Issue 851503005: Add histograms for temperatures and thermal states.

mka

mka@chromium.org changed reviewers: + isherman@chromium.org, kemp@chromium.org, vadimb@chromium.org

5 years, 11 months ago (2015-01-13 02:03:02 UTC) #1

vadimb1

https://codereview.chromium.org/851503005/diff/1/tools/metrics/histograms/histograms.xml File tools/metrics/histograms/histograms.xml (right): https://codereview.chromium.org/851503005/diff/1/tools/metrics/histograms/histograms.xml#newcode24626 tools/metrics/histograms/histograms.xml:24626: + <summary>Temperature reading at sensor 0 of the CPU.</summary> ...

5 years, 11 months ago (2015-01-21 18:48:39 UTC) #3

mka

https://codereview.chromium.org/851503005/diff/1/tools/metrics/histograms/histograms.xml File tools/metrics/histograms/histograms.xml (right): https://codereview.chromium.org/851503005/diff/1/tools/metrics/histograms/histograms.xml#newcode24626 tools/metrics/histograms/histograms.xml:24626: + <summary>Temperature reading at sensor 0 of the CPU.</summary> ...

5 years, 11 months ago (2015-01-21 19:19:33 UTC) #4

https://codereview.chromium.org/851503005/diff/1/tools/metrics/histograms/his...
File tools/metrics/histograms/histograms.xml (right):

https://codereview.chromium.org/851503005/diff/1/tools/metrics/histograms/his...
tools/metrics/histograms/histograms.xml:24626: +  <summary>Temperature reading
at sensor 0 of the CPU.</summary>
On 2015/01/21 18:48:39, vadimb1 wrote:
> Please add information about how often this is logged, otherwise it's unclear
> how to interpret that (i.e. logged when the temperature is changed, or every
> second, or once a day, or when the system is restarted - it's all different).
> Same for other Temperature histograms.

my idea is to log it every second, however it could happen that the actual
sensor reading is performed at a slightly lower rate (every few seconds). the
component reporting the metrics doesn't actually read the sensor but subscribes
to the sensor to be notified on changes. the polling rate of the sensor might
vary between different sensors and devices.

not sure whether to express this here in detail or say "every few seconds"

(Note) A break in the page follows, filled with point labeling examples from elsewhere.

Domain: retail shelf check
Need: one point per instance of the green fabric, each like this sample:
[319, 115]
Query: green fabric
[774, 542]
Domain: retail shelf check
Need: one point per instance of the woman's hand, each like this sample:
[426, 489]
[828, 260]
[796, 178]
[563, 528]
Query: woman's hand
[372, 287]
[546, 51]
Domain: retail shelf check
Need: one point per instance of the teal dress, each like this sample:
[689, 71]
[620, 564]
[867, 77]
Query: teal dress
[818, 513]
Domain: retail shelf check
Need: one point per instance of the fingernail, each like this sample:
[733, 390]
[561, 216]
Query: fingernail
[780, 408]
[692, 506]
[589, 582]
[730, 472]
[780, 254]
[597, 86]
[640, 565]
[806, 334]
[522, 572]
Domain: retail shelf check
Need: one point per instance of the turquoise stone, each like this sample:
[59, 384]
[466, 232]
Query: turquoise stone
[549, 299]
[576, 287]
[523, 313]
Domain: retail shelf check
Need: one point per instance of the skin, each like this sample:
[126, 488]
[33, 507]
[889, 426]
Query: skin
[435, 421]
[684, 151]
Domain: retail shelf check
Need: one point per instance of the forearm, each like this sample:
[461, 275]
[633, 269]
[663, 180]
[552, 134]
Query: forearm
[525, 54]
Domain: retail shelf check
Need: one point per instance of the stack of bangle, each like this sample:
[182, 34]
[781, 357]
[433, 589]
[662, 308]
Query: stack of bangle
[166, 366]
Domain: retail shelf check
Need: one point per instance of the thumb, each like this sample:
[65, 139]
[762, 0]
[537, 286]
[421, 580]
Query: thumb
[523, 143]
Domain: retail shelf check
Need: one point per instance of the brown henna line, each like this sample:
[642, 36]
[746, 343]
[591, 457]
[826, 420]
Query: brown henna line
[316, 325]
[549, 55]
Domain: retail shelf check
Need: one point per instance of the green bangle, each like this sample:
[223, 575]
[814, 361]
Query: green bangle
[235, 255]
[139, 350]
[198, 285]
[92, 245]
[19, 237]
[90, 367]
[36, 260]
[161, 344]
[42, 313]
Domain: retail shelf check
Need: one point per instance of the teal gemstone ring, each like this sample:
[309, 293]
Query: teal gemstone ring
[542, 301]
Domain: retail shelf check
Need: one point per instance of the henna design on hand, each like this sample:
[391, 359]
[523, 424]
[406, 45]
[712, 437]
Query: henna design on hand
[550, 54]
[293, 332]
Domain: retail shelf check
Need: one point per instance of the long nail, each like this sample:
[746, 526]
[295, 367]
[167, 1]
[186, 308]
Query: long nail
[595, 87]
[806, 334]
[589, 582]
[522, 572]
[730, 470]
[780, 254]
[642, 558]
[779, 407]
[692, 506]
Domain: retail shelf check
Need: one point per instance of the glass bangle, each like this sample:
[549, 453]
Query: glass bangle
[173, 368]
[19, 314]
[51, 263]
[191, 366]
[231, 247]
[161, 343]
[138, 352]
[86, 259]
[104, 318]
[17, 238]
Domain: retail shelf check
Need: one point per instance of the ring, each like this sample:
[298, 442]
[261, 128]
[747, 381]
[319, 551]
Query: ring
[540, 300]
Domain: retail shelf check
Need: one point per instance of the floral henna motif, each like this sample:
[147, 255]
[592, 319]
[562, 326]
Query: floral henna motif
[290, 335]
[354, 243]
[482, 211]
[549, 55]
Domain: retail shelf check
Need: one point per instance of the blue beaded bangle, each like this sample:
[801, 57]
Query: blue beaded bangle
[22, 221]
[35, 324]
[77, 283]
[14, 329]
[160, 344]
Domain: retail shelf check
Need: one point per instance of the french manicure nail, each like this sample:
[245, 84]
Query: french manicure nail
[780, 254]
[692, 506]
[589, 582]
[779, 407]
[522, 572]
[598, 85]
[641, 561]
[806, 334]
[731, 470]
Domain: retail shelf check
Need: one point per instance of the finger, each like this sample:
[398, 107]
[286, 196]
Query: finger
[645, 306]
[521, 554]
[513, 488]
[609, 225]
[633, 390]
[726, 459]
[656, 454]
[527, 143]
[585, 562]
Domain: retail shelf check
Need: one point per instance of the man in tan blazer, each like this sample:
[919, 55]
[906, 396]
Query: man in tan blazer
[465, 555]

https://codereview.chromium.org/851503005/diff/1/tools/metrics/histograms/his...
tools/metrics/histograms/histograms.xml:24647: +    Distribution of time spent
in the states of the thermal zone of the CPU.
On 2015/01/21 18:48:39, vadimb1 wrote:
> 1. Same question about how often this is logged.

every second

> 2. What are the states? Since it's not enum it will be an integer, how to
> interpret that integer?

I left it vague on purpose as the interpretation of the values might vary across
different devices. What is true for all devices is that a higher state
corresponds to a higher temperature

> 3. So what is logged here? Time or state? E.g., say I have the histogram:
> 0-1: 50
> 1-2: 60
> How one would understand that? 50ms spent in state 0? Or 50s? Or we've seen
the
> system 50 times in state 0?

the state is logged, so it would be 50s spent in state 0

> Same for the other states.

vadimb1

https://codereview.chromium.org/851503005/diff/1/tools/metrics/histograms/histograms.xml File tools/metrics/histograms/histograms.xml (right): https://codereview.chromium.org/851503005/diff/1/tools/metrics/histograms/histograms.xml#newcode24626 tools/metrics/histograms/histograms.xml:24626: + <summary>Temperature reading at sensor 0 of the CPU.</summary> ...

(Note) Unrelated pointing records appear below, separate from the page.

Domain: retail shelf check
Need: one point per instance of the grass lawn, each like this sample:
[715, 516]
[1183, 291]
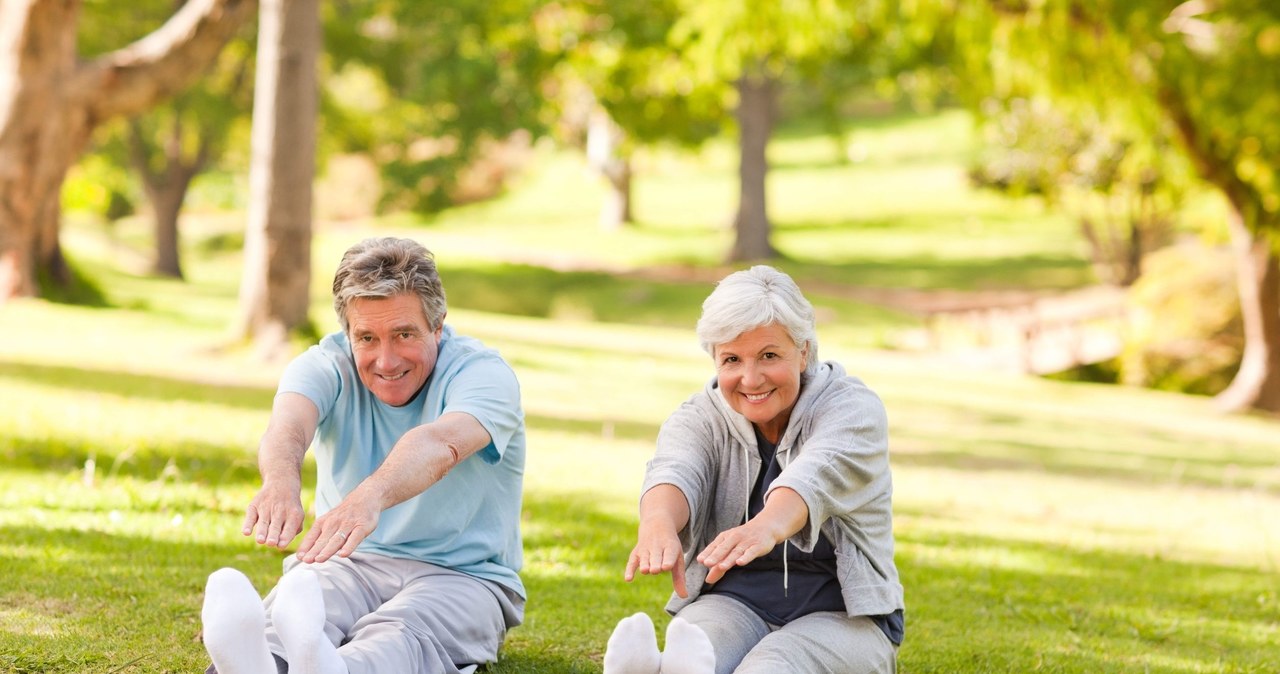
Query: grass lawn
[1042, 526]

5 years, 11 months ago (2015-01-21 22:32:57 UTC) #5

https://codereview.chromium.org/851503005/diff/1/tools/metrics/histograms/his...
File tools/metrics/histograms/histograms.xml (right):

https://codereview.chromium.org/851503005/diff/1/tools/metrics/histograms/his...
tools/metrics/histograms/histograms.xml:24626: +  <summary>Temperature reading
at sensor 0 of the CPU.</summary>
On 2015/01/21 19:19:33, mka wrote:
> On 2015/01/21 18:48:39, vadimb1 wrote:
> > Please add information about how often this is logged, otherwise it's
unclear
> > how to interpret that (i.e. logged when the temperature is changed, or every
> > second, or once a day, or when the system is restarted - it's all
different).
> > Same for other Temperature histograms.
> 
> my idea is to log it every second, however it could happen that the actual
> sensor reading is performed at a slightly lower rate (every few seconds). the
> component reporting the metrics doesn't actually read the sensor but
subscribes
> to the sensor to be notified on changes. the polling rate of the sensor might
> vary between different sensors and devices.
> 
> not sure whether to express this here in detail or say "every few seconds"

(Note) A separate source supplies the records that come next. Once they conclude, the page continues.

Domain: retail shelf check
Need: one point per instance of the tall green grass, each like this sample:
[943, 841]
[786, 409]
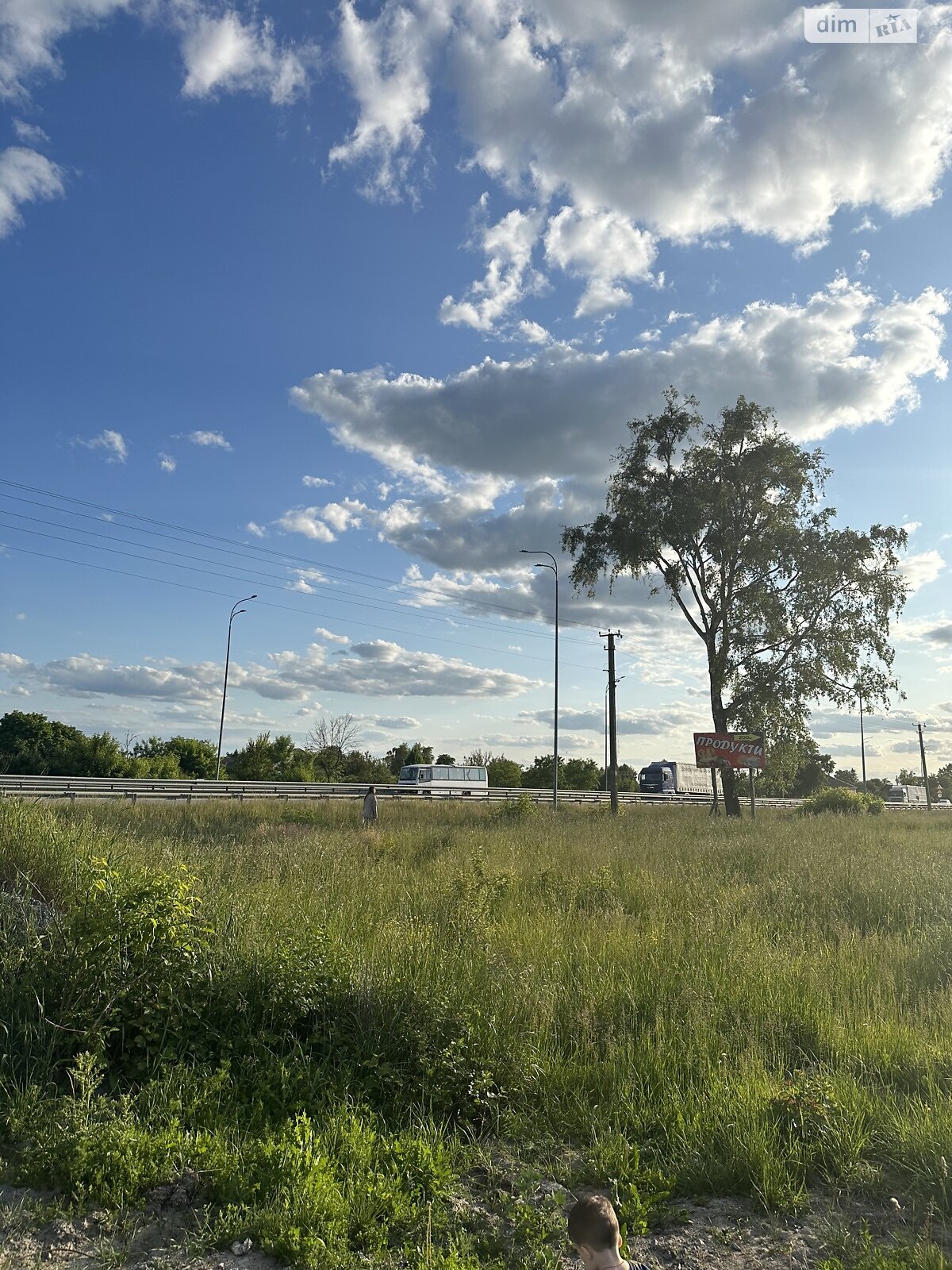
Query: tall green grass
[743, 1007]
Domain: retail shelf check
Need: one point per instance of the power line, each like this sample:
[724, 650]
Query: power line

Well the idea of the summary (which is shown on the dashboards) is that anyone
looking at it should get as much information as reasonably possible to fit in a
few lines of text so they don't need to dig into the sources or e-mail you every
time. Not every person looking at this is familiar with your project; we had
lots of scenarios when people find a histogram (in many cases created a few
years ago) by text search and want to quickly check if it is close to what they
were looking for.

In this case I would say "collected every few seconds (may vary between
devices)".

See for example "Platform.Temperature.Sensor01" that says "Temperature reading
at sensor 1 (I2C_CPU-Object) taken every 30s."

BTW what is the difference, can you use Platform.Temperature.* or is your
histogram completely unrelated to that group?

Also on this subject, most of the other Platform.* histograms start description
with "Chrome OS" - now sure if that is your case but you may follow the example
for consistency if it is (but up to you).

https://codereview.chromium.org/851503005/diff/1/tools/metrics/histograms/his...
tools/metrics/histograms/histograms.xml:24647: +    Distribution of time spent
in the states of the thermal zone of the CPU.
On 2015/01/21 19:19:33, mka wrote:
> On 2015/01/21 18:48:39, vadimb1 wrote:
> > 1. Same question about how often this is logged.
> 
> every second
> 
> > 2. What are the states? Since it's not enum it will be an integer, how to
> > interpret that integer?
> 
> I left it vague on purpose as the interpretation of the values might vary
across
> different devices. What is true for all devices is that a higher state
> corresponds to a higher temperature
> 
> > 3. So what is logged here? Time or state? E.g., say I have the histogram:
> > 0-1: 50
> > 1-2: 60
> > How one would understand that? 50ms spent in state 0? Or 50s? Or we've seen
> the
> > system 50 times in state 0?
> 
> the state is logged, so it would be 50s spent in state 0
>  
> > Same for the other states.
> 

Well, make it clearer from the summary. It's very similar to the previous
histograms group but the summary reads differently. I would say something like
"State of the termal zone, collected every second. State depends on device,
higher state corresponds to a higher temperature" or "Time spent in the states
of termal zone, one count collected every second...".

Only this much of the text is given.